Come vanificare cinque giorni di vacanza riconnettendosi con i propri concittadini
Tutte le cose belle finiscono presto e così anche le vacanze. Capita così che mi tocchi di tornare a casa dopo cinque giorni berlinesi e all’aeroporto di Schonefeld trovare al teminal di Easyjet talmente tanta gente da farsi
venire la claustrofobia. Ma siamo in anticipo, siamo innamorati e non abbiamo bagaglio da imbarcare, quindi io e l’Amoremio siamo belli tranquilli e rilassati. Non si va in vacanza per
questo?
facciamo la fila, chiacchieriamo, lui si preoccupa se sto bene. Sto bene, lo giuro, anche se c'ho la panza da bevitore di birra
tedesco.
Arriviamo ad una svolta della fila
accanto al check-in per l'imbarco in stiva, quando un'orda di persone si inserisce di violenza sbraitando e spingendo.
Indovinate di che nazionalità?
Sì, bravi. Avete vinto una bandierina dell'Italia da ficcargli in un occhio.
Non posso esimermi, non ce la faccio.
"Ehi, guardate che la fila comincia trenta metri più giù!"
Capofila della combriccola dal chiaro accento romano e una bionda che non sfigurerebbe in un Jersey Shore all'amatriciana, dall'età apparente intorno alla cinquantina e con problemi al biondo dei capelli: "Ma noi una fila l'abbiamo già fatta: quella per l'imbarco bagagli! Siamo corretti!"
"Ma davvero? Invece noi abbiamo portato meno roba e piegato i vestiti ad origami perché siamo sadici e pure un po' tirchi dentro."
"..."
"La fila comincia da laggiù, signora mia."
"Nun credo proprio!"
Sto per partire alla carica quando l'Amoremio mi trattiene con uno sguardo chiaro: vale la pena?

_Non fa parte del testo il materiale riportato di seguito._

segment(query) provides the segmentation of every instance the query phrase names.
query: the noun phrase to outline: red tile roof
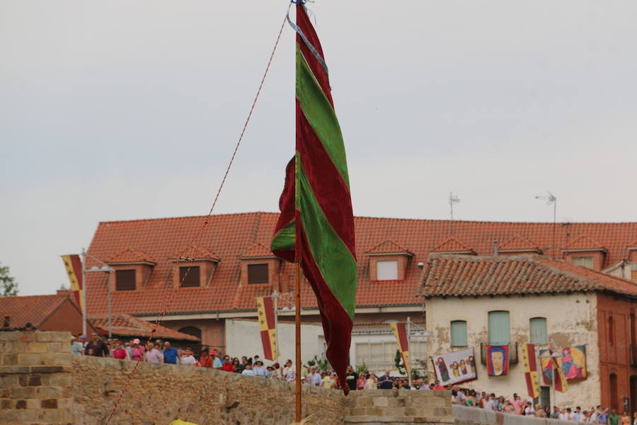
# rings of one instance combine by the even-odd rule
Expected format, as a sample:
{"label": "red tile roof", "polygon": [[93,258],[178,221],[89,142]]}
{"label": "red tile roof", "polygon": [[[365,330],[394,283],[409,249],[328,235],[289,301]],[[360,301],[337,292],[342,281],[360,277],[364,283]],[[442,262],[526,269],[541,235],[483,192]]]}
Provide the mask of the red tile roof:
{"label": "red tile roof", "polygon": [[611,292],[637,295],[637,284],[540,256],[432,254],[420,278],[427,297]]}
{"label": "red tile roof", "polygon": [[253,244],[248,247],[239,256],[242,259],[253,259],[262,257],[272,257],[274,254],[270,250],[270,246],[262,242]]}
{"label": "red tile roof", "polygon": [[537,244],[534,244],[529,239],[519,234],[516,234],[513,237],[507,239],[498,246],[498,251],[500,252],[537,252],[540,253],[540,249]]}
{"label": "red tile roof", "polygon": [[[101,334],[108,334],[108,316],[89,317],[88,322]],[[154,324],[144,322],[130,314],[113,314],[111,317],[111,332],[115,336],[150,336]],[[199,341],[197,336],[178,332],[166,327],[158,325],[153,337],[162,339]]]}
{"label": "red tile roof", "polygon": [[180,251],[173,254],[170,256],[173,260],[212,260],[213,261],[220,261],[221,258],[214,252],[211,252],[197,244],[193,244],[190,246],[186,246]]}
{"label": "red tile roof", "polygon": [[413,255],[413,252],[410,252],[408,249],[401,246],[391,239],[387,239],[381,242],[373,248],[365,251],[367,255],[384,255],[388,254],[404,254],[408,256]]}
{"label": "red tile roof", "polygon": [[[148,253],[157,260],[143,290],[113,294],[113,311],[117,313],[156,314],[166,299],[166,285],[174,266],[170,256],[183,249],[205,220],[210,220],[200,245],[214,252],[221,261],[209,288],[188,288],[171,292],[168,313],[217,312],[234,309],[256,309],[254,298],[270,295],[273,289],[265,285],[241,285],[239,256],[258,242],[267,246],[278,214],[248,212],[206,217],[186,217],[101,222],[98,226],[88,252],[96,258],[109,259],[131,246]],[[425,261],[430,252],[440,248],[449,234],[448,220],[405,220],[357,217],[355,219],[359,283],[356,296],[360,307],[377,305],[418,305],[419,261]],[[562,249],[581,234],[588,234],[608,249],[604,265],[613,264],[628,254],[626,247],[637,239],[637,222],[558,224],[556,244],[553,246],[553,223],[454,222],[454,237],[463,241],[462,249],[470,246],[479,255],[490,255],[493,242],[506,241],[515,235],[524,235],[534,241],[548,256],[563,258]],[[372,281],[369,261],[365,251],[379,241],[391,239],[414,253],[408,262],[405,279],[400,282]],[[455,249],[454,248],[454,249]],[[97,263],[89,260],[90,268]],[[281,281],[291,283],[294,268],[283,264],[278,271]],[[87,276],[87,304],[90,314],[106,312],[106,288],[103,278],[92,273]],[[171,291],[172,290],[171,290]],[[174,296],[173,296],[174,295]],[[302,302],[316,307],[316,300],[309,285],[304,283]]]}
{"label": "red tile roof", "polygon": [[476,254],[471,248],[467,246],[456,238],[452,237],[432,250],[432,252],[448,254]]}
{"label": "red tile roof", "polygon": [[69,300],[68,295],[0,297],[0,321],[9,316],[11,327],[22,327],[29,322],[39,327]]}
{"label": "red tile roof", "polygon": [[146,255],[141,251],[132,248],[127,248],[104,261],[109,264],[130,264],[132,263],[151,263],[156,264],[157,261]]}
{"label": "red tile roof", "polygon": [[587,234],[583,234],[570,242],[564,249],[565,251],[606,251],[602,244],[593,240]]}

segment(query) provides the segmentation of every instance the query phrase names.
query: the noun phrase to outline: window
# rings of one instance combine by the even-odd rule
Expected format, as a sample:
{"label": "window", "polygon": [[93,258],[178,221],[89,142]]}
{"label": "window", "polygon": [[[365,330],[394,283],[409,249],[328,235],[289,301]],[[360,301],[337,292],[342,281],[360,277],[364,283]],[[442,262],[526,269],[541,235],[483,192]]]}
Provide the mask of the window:
{"label": "window", "polygon": [[531,344],[549,344],[546,335],[546,318],[534,317],[531,319]]}
{"label": "window", "polygon": [[115,290],[135,290],[135,271],[115,271]]}
{"label": "window", "polygon": [[268,283],[268,264],[248,264],[248,283]]}
{"label": "window", "polygon": [[179,283],[182,288],[198,288],[199,266],[186,266],[179,268]]}
{"label": "window", "polygon": [[466,346],[466,321],[454,320],[451,324],[452,346]]}
{"label": "window", "polygon": [[377,280],[397,280],[398,260],[386,260],[376,262]]}
{"label": "window", "polygon": [[592,268],[592,257],[573,257],[573,264],[587,268]]}
{"label": "window", "polygon": [[612,316],[608,318],[608,344],[615,344],[615,321]]}
{"label": "window", "polygon": [[489,345],[507,345],[510,342],[509,312],[489,312]]}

Vale la pena di incazzarsi per una questione di principio, perdere i benefici di una vacanza appena giunta al termine, picchiarsi con una cafona per nulla?
No, effettivamente no.
Lascio perdere sopportando stoicamente anche il ciarameglio ingiustificato della combriccola, che ha invaso il piccolo terminal trasformando un luogo tranquillo in una molesta borgata.
Per lo scorrere della fila la bionda raffinata si ritrova al mio fianco per puro caso, poggia gli occhi matitatissimi sulla mia pancia e sgrana le sue tonnellate di ombretto.
"Oh, ma sei incinta!"
"?!?!"
"E me lo potevì anche dì, che ti lasciavo passare no?" Mi dice col suo più materno dei sorrisi.
Sorrido anch'io, dolce e materna: "Signora, io pretendo rispetto come essere umano, non come incubatrice."
E procedo.
L'ho già detto che la maternità mi ha migliorato il carattere?